Identifying predictors of bacterial and viral pathogens in sputum from patients with acute exacerbations of chronic obstructive pulmonary disease (COPD) may help direct management.
We used data from a trial evaluating a C-reactive protein (CRP) point of care guided approach to managing COPD exacerbations in primary care. We used regression analyses to identify baseline clinical features, including CRP value in those randomized to testing, associated with bacterial, viral or mixed infections, defined by the presence of bacterial and viral pathogens in sputum, detected by culture or polymerase chain reaction (PCR), respectively.

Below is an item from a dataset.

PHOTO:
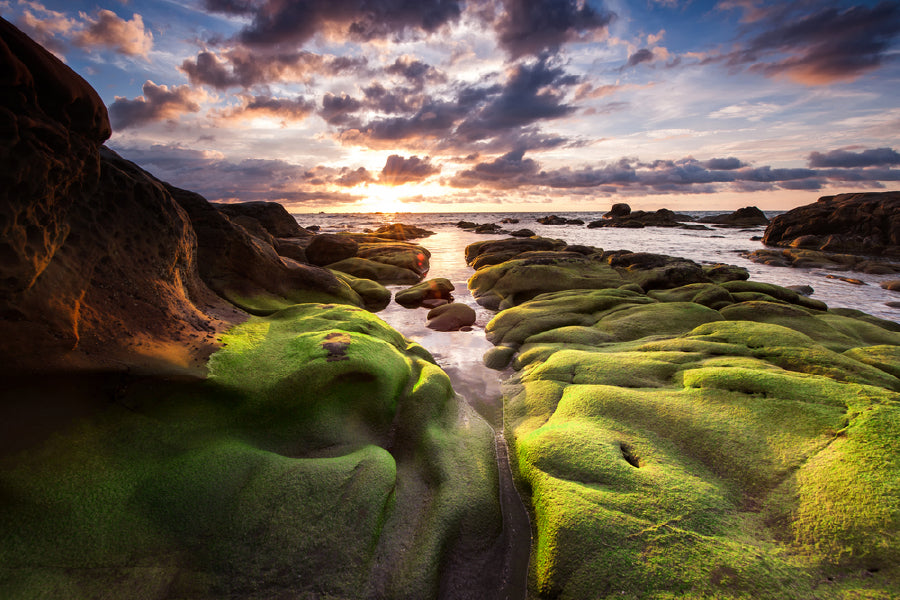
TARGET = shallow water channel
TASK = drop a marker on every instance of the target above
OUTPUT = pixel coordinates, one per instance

Of 386 participants with baseline sputum samples, 79 (20.5%), 123 (31.9%), and 91 (23.6%) had bacterial, viral/atypical, and mixed bacterial/viral/atypical pathogens identified, respectively. Increasing sputum purulence assessed by color chart was associated with increased odds of finding bacterial and mixed (bacterial and viral/atypical) pathogens in sputum (area under the ROC curve (AUROC) for bacterial pathogens =0.739 (95% CI: 0.670, 0.808)). Elevated CRP was associated with increased odds of finding bacterial pathogens and mixed pathogens but did not significantly increase the AUROC for predicting bacterial pathogens over sputum color alone (AUROC for combination of sputum color and CRP = 0.776 (95% CI: 0.708, 0.843), p for comparison of models = 0.053). We found no association between the presence of sputum pathogens and other clinical or demographic features.

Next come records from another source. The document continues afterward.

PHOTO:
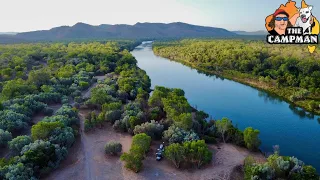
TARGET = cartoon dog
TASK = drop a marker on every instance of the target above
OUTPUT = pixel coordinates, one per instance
(304, 20)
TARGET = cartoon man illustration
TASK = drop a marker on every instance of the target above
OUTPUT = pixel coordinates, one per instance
(305, 19)
(279, 22)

Sputum purulence was the best predictor of sputum bacterial pathogens and mixed bacterial viral/atypical pathogens in patients with COPD exacerbations in our study. Elevated CRP was associated with bacterial pathogens but did not add to the predictive value of sputum purulence.

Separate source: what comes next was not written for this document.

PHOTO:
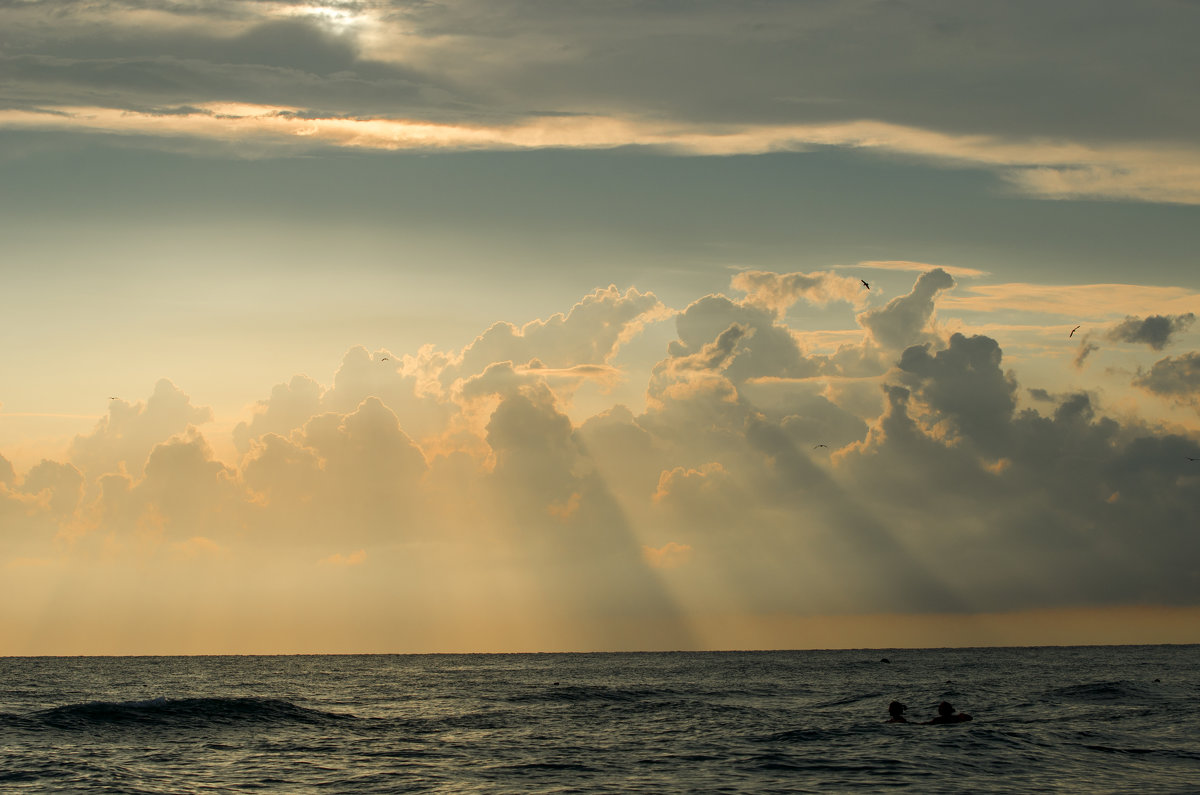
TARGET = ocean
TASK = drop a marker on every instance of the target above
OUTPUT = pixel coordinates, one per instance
(1047, 719)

识别慢性阻塞性肺疾病(COPD)急性加重患者痰中细菌和病毒病原体的预测因子,可能有助于指导管理。
我们使用了一项评估 C 反应蛋白(CRP)即时检测指导 COPD 急性加重管理的临床试验数据。我们使用回归分析来确定基线临床特征,包括随机接受检测的 CRP 值,与细菌、病毒或混合感染相关,通过培养或聚合酶链反应(PCR)分别检测到痰中存在细菌和病毒病原体来定义。
在 386 名具有基线痰样本的参与者中,分别有 79 名(20.5%)、123 名(31.9%)和 91 名(23.6%)患者发现了细菌、病毒/非典型和混合细菌/病毒/非典型病原体。痰液颜色图表评估的痰液浓稠度增加与发现痰中细菌和混合(细菌和病毒/非典型)病原体的几率增加相关(细菌病原体的 ROC 曲线下面积(AUROC)=0.739(95%CI:0.670,0.808))。CRP 升高与发现细菌病原体和混合病原体的几率增加相关,但与单独痰液颜色相比,并未显著增加预测细菌病原体的 AUROC(痰液颜色和 CRP 组合的 AUROC=0.776(95%CI:0.708,0.843),模型比较的 p 值=0.053)。我们没有发现痰液病原体的存在与其他临床或人口统计学特征之间存在关联。
在本研究中,痰液浓稠度是 COPD 急性加重患者痰中细菌病原体和混合细菌病毒/非典型病原体的最佳预测因子。CRP 升高与细菌病原体相关,但并未增加痰液浓稠度的预测价值。